Share This Article:

A New Liposomal-Drug-in-Adhesive Patch for Transdermal Delivery of Sodium Diclofenac

Abstract Full-Text HTML Download Download as PDF (Size:1357KB) PP. 576-581
DOI: 10.4236/jbnb.2011.225069    8,164 Downloads   14,963 Views   Citations

ABSTRACT

Liposomes are known to have considerable potential as drug carriers such as liposomal suspension, freeze dried and cream-based systems among many other liposomal formulations. In this study a new drug-in-adhesive patch was fabricated using liposome-based nanocarrier. Transfersomes as ultra-deformable liposomes are based on phosphatidylcholin 95% (phospholipon 90G) and phosphatidylcholin 50% (phosal 50PG) were prepared and further optimized in a final acrylic patch system for effective adhesion. The prepared liposomes were added to an acrylic adhesive to obtain a new hybrid transdermal patch termed as “lipo-drug-in-adhesive” patch system.

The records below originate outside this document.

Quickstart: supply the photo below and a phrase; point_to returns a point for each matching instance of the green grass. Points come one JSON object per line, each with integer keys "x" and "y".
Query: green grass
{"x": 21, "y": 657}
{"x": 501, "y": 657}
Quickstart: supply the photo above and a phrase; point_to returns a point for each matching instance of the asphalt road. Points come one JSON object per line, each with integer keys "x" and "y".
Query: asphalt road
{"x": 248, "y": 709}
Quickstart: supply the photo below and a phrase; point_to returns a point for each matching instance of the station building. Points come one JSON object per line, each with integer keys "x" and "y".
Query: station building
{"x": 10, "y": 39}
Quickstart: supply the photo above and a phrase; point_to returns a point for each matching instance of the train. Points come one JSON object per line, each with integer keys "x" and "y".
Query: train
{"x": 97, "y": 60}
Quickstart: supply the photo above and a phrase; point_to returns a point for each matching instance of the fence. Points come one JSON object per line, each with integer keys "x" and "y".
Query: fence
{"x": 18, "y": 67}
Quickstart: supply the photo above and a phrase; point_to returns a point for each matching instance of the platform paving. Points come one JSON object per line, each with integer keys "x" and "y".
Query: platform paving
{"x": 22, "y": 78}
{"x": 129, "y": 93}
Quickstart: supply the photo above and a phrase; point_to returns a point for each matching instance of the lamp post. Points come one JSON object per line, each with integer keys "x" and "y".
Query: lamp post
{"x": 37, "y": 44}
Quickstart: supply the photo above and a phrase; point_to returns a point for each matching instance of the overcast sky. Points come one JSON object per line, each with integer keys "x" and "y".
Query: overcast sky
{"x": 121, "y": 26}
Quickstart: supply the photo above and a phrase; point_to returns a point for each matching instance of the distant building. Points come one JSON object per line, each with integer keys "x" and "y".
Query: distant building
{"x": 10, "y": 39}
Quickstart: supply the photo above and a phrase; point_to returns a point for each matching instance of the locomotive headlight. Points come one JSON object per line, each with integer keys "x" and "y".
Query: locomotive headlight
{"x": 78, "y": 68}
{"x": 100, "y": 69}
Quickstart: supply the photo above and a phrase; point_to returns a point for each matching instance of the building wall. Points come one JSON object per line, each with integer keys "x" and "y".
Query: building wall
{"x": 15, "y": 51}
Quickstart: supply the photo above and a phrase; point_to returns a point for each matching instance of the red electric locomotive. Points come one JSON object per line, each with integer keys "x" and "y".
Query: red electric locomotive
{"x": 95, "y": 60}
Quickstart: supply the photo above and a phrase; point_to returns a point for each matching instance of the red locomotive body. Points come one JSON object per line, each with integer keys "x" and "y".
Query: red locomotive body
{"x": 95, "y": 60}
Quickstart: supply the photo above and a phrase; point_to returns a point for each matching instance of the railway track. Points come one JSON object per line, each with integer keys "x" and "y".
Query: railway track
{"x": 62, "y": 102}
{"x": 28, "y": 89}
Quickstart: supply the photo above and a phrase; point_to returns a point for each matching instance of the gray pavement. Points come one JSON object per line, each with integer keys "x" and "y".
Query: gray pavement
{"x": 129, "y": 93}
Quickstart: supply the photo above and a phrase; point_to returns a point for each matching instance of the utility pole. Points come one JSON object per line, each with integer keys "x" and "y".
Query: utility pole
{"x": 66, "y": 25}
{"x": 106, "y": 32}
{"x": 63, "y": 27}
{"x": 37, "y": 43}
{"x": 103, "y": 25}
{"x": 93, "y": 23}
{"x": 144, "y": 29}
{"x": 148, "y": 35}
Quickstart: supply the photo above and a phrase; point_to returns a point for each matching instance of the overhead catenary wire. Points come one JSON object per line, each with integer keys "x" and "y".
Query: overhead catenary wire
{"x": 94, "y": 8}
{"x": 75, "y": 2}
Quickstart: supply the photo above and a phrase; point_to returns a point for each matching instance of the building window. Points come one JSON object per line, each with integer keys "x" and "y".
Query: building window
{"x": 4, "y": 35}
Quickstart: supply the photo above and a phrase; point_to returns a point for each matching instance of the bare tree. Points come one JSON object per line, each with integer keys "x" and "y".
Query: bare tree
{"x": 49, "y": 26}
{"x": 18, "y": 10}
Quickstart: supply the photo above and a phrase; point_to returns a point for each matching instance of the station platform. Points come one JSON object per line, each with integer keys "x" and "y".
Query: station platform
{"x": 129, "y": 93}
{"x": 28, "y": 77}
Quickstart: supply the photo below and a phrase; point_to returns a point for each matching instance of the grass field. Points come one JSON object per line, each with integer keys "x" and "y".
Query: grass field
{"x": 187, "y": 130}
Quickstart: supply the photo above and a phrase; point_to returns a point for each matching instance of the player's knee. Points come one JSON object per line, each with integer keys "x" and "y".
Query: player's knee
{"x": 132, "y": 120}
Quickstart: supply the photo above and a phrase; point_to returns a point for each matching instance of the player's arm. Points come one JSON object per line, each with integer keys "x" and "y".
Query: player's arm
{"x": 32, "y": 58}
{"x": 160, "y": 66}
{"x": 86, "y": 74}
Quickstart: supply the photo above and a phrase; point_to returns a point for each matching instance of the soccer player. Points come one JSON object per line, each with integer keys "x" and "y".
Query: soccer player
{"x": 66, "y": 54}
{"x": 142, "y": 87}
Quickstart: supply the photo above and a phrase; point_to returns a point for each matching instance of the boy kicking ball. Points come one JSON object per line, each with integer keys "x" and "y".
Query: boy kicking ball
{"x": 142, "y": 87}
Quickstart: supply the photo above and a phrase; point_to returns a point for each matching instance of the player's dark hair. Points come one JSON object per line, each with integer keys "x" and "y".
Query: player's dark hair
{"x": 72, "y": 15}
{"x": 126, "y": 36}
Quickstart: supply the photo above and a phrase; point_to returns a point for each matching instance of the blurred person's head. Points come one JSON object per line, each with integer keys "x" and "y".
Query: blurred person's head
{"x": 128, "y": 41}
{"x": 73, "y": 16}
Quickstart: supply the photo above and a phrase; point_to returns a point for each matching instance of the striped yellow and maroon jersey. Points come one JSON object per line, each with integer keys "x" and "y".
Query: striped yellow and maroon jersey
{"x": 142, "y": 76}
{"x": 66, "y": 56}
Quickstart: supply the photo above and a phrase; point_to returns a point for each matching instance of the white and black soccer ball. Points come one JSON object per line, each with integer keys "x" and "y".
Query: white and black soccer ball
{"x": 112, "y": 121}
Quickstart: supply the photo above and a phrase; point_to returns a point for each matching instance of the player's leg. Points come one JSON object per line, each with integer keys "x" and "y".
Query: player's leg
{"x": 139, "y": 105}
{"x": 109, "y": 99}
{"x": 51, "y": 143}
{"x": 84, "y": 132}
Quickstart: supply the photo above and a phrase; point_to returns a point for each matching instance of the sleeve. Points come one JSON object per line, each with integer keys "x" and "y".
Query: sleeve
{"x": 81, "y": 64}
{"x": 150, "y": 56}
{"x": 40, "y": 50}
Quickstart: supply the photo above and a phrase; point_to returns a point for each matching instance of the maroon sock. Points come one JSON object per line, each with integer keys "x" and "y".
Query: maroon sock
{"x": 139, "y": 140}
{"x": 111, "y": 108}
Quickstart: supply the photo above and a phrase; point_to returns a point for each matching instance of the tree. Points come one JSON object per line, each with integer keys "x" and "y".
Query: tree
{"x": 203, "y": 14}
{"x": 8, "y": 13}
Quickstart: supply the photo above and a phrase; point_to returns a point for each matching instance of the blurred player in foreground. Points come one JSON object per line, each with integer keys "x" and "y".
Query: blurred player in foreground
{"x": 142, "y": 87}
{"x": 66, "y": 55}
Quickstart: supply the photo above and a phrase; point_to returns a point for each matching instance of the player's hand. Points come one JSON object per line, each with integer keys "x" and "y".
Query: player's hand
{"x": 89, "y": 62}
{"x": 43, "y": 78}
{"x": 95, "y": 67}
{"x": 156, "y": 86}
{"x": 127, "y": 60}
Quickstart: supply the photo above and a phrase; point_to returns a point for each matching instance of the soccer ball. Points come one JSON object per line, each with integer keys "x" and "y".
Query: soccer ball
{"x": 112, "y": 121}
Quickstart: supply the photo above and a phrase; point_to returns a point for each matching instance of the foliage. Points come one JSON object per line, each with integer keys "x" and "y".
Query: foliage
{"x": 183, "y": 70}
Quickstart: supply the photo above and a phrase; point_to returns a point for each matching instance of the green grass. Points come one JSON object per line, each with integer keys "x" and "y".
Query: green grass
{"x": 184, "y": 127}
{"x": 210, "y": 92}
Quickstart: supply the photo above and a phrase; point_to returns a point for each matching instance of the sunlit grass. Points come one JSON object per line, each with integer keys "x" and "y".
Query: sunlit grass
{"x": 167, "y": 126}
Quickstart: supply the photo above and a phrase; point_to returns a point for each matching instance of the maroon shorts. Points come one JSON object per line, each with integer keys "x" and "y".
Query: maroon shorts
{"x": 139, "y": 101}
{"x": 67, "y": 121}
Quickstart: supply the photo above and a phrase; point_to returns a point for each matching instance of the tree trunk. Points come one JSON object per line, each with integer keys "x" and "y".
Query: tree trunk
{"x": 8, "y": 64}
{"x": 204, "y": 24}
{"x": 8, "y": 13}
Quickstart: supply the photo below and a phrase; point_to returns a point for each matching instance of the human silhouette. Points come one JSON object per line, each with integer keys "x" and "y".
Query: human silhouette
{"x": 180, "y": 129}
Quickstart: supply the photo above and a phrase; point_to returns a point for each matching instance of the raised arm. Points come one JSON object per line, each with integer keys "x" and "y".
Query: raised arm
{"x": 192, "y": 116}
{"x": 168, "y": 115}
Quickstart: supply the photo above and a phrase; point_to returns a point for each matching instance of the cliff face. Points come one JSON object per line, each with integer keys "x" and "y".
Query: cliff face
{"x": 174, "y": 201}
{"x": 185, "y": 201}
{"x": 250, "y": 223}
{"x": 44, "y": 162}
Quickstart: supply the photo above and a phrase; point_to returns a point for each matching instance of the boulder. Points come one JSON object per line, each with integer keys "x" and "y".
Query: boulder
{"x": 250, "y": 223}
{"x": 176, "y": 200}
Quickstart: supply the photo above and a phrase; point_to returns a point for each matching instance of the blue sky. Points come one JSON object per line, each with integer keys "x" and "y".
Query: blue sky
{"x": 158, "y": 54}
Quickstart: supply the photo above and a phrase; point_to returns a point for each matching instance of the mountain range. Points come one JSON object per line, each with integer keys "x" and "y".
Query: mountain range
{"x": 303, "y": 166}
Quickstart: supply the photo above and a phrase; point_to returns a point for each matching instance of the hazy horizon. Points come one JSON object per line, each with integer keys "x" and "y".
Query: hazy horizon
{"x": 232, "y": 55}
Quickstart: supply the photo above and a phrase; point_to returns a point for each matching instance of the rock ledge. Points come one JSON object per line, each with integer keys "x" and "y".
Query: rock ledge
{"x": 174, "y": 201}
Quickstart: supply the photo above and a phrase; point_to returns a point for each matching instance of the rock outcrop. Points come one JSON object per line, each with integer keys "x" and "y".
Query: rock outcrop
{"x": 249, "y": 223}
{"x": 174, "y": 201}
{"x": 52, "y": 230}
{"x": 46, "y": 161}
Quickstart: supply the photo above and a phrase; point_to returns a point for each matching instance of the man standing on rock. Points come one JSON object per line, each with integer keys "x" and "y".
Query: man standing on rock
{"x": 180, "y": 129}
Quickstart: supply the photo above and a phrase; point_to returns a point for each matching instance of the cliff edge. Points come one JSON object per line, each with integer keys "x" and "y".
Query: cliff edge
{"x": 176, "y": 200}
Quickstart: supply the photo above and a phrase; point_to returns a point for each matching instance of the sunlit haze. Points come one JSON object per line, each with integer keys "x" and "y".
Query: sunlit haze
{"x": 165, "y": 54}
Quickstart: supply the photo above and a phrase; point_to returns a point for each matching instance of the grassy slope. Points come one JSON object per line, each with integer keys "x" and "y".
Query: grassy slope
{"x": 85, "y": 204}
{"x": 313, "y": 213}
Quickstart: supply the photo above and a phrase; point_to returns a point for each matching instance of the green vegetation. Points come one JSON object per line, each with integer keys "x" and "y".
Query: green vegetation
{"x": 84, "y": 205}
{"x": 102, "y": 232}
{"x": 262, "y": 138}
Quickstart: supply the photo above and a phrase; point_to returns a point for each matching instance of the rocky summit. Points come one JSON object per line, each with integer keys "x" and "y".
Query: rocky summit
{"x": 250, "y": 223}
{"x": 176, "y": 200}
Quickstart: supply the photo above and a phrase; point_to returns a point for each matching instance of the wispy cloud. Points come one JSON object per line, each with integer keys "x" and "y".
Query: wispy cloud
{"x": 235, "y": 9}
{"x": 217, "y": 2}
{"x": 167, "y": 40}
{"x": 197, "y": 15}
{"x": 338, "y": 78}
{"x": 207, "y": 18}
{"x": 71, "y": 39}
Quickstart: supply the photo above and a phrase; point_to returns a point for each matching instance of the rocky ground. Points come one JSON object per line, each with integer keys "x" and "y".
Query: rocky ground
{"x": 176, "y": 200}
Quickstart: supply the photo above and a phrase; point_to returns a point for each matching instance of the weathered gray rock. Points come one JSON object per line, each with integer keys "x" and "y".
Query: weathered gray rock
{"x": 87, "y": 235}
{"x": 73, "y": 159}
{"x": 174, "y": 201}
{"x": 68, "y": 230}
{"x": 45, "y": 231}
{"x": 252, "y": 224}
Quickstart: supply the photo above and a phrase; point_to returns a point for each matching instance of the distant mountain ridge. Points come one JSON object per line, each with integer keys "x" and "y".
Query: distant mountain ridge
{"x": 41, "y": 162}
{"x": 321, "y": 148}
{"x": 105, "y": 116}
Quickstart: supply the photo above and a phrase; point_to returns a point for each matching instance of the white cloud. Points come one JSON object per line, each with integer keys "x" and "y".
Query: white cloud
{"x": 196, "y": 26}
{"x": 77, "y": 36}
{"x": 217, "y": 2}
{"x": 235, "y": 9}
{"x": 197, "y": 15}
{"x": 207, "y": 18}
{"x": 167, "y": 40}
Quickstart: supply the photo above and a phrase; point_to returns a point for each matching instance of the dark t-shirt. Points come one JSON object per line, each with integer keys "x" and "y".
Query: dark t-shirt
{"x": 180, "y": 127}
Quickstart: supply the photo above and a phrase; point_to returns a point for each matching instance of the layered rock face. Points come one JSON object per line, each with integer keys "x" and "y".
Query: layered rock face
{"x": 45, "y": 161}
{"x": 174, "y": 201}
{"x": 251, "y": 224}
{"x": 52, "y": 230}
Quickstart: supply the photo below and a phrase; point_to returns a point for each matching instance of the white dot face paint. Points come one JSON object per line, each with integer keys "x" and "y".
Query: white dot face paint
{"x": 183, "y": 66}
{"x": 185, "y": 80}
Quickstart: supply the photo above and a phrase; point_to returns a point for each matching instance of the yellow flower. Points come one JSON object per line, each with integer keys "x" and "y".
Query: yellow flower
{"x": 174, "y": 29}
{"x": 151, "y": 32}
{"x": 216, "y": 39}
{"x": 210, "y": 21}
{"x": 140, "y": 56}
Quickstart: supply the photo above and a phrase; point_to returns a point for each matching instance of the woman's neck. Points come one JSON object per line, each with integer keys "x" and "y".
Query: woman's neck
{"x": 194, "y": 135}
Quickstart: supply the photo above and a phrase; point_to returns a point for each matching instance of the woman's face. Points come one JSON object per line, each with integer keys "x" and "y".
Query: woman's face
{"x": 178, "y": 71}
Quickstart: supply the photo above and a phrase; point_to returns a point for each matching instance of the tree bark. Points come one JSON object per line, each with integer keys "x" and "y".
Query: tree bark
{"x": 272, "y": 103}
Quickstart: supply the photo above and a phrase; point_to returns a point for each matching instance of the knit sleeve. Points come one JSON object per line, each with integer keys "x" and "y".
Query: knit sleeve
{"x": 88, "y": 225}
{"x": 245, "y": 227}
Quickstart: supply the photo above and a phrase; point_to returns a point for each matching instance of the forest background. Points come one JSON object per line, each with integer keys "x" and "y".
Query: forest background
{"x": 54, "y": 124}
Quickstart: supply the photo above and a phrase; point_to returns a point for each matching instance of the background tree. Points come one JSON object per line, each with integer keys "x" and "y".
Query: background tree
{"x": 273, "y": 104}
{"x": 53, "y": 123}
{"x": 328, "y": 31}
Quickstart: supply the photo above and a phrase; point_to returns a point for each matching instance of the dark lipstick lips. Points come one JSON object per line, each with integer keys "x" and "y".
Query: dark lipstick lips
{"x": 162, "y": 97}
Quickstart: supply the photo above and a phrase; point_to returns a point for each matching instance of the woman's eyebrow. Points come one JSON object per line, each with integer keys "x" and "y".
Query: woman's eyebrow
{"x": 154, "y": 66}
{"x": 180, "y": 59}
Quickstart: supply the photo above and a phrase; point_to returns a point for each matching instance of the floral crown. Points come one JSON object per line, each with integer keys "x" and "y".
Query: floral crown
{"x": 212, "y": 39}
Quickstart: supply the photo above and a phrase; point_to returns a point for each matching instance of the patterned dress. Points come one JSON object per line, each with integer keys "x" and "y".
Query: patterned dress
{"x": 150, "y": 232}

The sodium diclofenac was selected as a model drug and the permeation of the drug across rat skin was evaluated (P > 0.05), using the lipo-drug-in-adhesive patch system with various percentages of transfersomes (4% - 8%w/w) and constant concentration of the drug (2% w/w). The peel strength and tack value of samples were also examined and quantified. The maximum flux of sodium diclofenac was observed in samples containing 8% (w/w) phosphatidylcholin 50%. The peel strength and tack value in samples containing phosphatidylcholin 50% were lower than those samples containing phosphatidylcholin 95%. It was observed that with increased amount of liposome in drug-in-adhesive patch system, the rate of skin permeation of the drug was also increased. It can be concluded that the developed lipo-drug-in-adhesive patch system enhances the drug release potential of transdermal delivering systems.

Conflicts of Interest

The authors declare no conflicts of interest.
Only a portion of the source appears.